The amount that the defendant law firm must pay Timothy McCullough includes a $1,000 statutory penalty under the federal Fair Debt Collection Practices Act, $250,000 for emotional distress and $60,000 in punitive damages, according to a Billings Gazette article today about the appellate court ruling and an earlier Gazette article about the federal jury verdict in the case.

It was upheld today by a special panel of the 9th U.S. Circuit Court of Appeals that included former U.S. Supreme Court Justice Sandra Day O’Connor.

“It was a complete victory for Tim. I’m just absolutely tickled,” said attorney John Heenan of Billings today, after the appellate court decision was issued. “We knew we had a good case. But it just went on forever.”

Courthouse News Service provides additional details about the debt-collection case that sparked the federal litigation.

Neither article includes any comment from the defendant law firm, Johnson Rodenburg & Lauinger, which is based in North Dakota, and a call by the ABA Journal late Friday to the phone number listed for the law firm did not receive an immediate response.

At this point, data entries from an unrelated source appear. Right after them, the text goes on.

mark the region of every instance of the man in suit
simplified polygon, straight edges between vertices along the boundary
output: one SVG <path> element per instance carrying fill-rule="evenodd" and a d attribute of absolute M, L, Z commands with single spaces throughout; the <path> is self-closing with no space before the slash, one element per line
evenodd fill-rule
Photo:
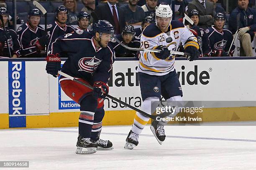
<path fill-rule="evenodd" d="M 213 3 L 206 0 L 193 0 L 187 5 L 187 13 L 193 10 L 197 10 L 200 13 L 198 26 L 203 29 L 214 24 L 213 17 L 216 15 Z"/>
<path fill-rule="evenodd" d="M 117 0 L 108 0 L 107 3 L 102 3 L 96 7 L 91 15 L 94 22 L 97 20 L 106 20 L 115 28 L 116 34 L 120 34 L 125 25 L 123 11 L 116 5 Z"/>

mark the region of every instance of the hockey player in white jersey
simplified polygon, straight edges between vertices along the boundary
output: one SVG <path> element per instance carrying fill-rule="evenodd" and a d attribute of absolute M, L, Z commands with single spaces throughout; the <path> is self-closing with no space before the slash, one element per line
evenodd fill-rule
<path fill-rule="evenodd" d="M 156 10 L 156 23 L 144 30 L 141 37 L 141 48 L 160 50 L 160 52 L 140 52 L 138 72 L 143 102 L 141 109 L 152 113 L 151 102 L 159 101 L 161 95 L 168 101 L 182 101 L 182 92 L 174 68 L 174 55 L 180 42 L 184 52 L 190 53 L 189 61 L 200 54 L 197 38 L 179 21 L 172 20 L 172 11 L 169 5 L 160 4 Z M 154 112 L 154 111 L 152 111 Z M 173 116 L 177 113 L 173 113 Z M 136 113 L 133 126 L 126 138 L 125 148 L 133 149 L 138 144 L 138 135 L 149 118 Z M 154 120 L 151 129 L 160 144 L 165 139 L 165 121 Z"/>

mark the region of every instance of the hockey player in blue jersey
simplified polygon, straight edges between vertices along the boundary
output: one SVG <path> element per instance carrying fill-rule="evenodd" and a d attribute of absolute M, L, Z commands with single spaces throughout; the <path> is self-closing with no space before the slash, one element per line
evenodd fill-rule
<path fill-rule="evenodd" d="M 174 65 L 175 55 L 172 51 L 177 51 L 181 42 L 184 46 L 184 52 L 190 54 L 187 58 L 189 61 L 196 60 L 200 55 L 197 38 L 182 22 L 172 20 L 172 16 L 170 6 L 160 4 L 156 10 L 156 24 L 146 27 L 141 37 L 141 48 L 161 50 L 140 53 L 138 71 L 143 100 L 141 109 L 149 114 L 155 111 L 151 110 L 151 102 L 159 101 L 161 95 L 167 102 L 182 100 L 182 92 Z M 177 113 L 174 112 L 173 116 Z M 138 145 L 139 135 L 149 120 L 140 112 L 136 113 L 125 148 L 132 149 Z M 150 126 L 160 144 L 165 139 L 164 125 L 167 122 L 163 120 L 154 120 Z"/>
<path fill-rule="evenodd" d="M 47 34 L 50 37 L 50 41 L 54 41 L 61 35 L 75 31 L 71 25 L 66 24 L 67 15 L 67 9 L 65 6 L 60 5 L 55 10 L 55 21 L 47 25 Z"/>
<path fill-rule="evenodd" d="M 214 17 L 214 25 L 205 30 L 210 41 L 212 57 L 228 57 L 233 55 L 235 48 L 233 44 L 228 53 L 231 45 L 233 35 L 229 30 L 223 29 L 225 21 L 225 15 L 218 13 Z"/>
<path fill-rule="evenodd" d="M 197 10 L 193 10 L 188 16 L 194 22 L 194 25 L 189 23 L 191 31 L 197 36 L 199 45 L 199 50 L 202 57 L 210 57 L 211 50 L 210 46 L 210 40 L 208 35 L 205 30 L 197 26 L 199 22 L 199 12 Z"/>
<path fill-rule="evenodd" d="M 132 48 L 139 48 L 141 44 L 140 39 L 135 37 L 134 28 L 133 25 L 126 25 L 122 34 L 116 37 L 122 43 Z M 137 51 L 128 50 L 117 42 L 111 42 L 115 52 L 117 58 L 136 57 Z"/>
<path fill-rule="evenodd" d="M 21 48 L 21 57 L 45 58 L 46 52 L 41 53 L 46 45 L 49 44 L 49 37 L 44 29 L 39 25 L 41 14 L 38 9 L 31 10 L 28 12 L 28 22 L 21 25 L 17 30 Z"/>
<path fill-rule="evenodd" d="M 100 138 L 104 116 L 103 93 L 108 93 L 115 52 L 108 45 L 114 32 L 108 22 L 99 20 L 92 27 L 94 35 L 77 30 L 51 42 L 46 70 L 56 77 L 61 70 L 61 57 L 68 59 L 61 71 L 94 87 L 93 90 L 61 76 L 59 82 L 65 94 L 80 105 L 77 154 L 93 153 L 96 149 L 112 149 L 109 140 Z"/>
<path fill-rule="evenodd" d="M 147 16 L 141 21 L 141 27 L 136 28 L 134 29 L 135 31 L 135 36 L 138 38 L 141 38 L 142 31 L 144 30 L 146 27 L 152 23 L 155 23 L 155 20 L 151 16 Z"/>
<path fill-rule="evenodd" d="M 85 31 L 91 31 L 87 28 L 89 25 L 89 22 L 91 19 L 91 15 L 85 11 L 81 11 L 77 15 L 77 30 L 83 30 Z"/>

A call by the ABA Journal to Heenan’s law office in Billings also did not receive an immediate response. However, a Heenan Law Firm blog post in 2009, when the jury made the $311,000 award, says it is “one of the highest ever in a debt collection harassment trial.”

The articles say McCullough, who has a brain injury and is on disability, initially defended himself successfully, pro se, in state-court litigation brought in Yellowstone County by CACV of Colorado, after it bought his credit card debt from a bank.

But then he was sued a second time over the same debt, this time by Johnson Rodenburg. The law firm sought $9,800, including $6,000 in attorney’s fees and interest. After this case also was dismissed, again on statute-of-limitation grounds, McCullough brought the FDCPA suit in federal court.

Updated to correct McCullough’s name in one reference.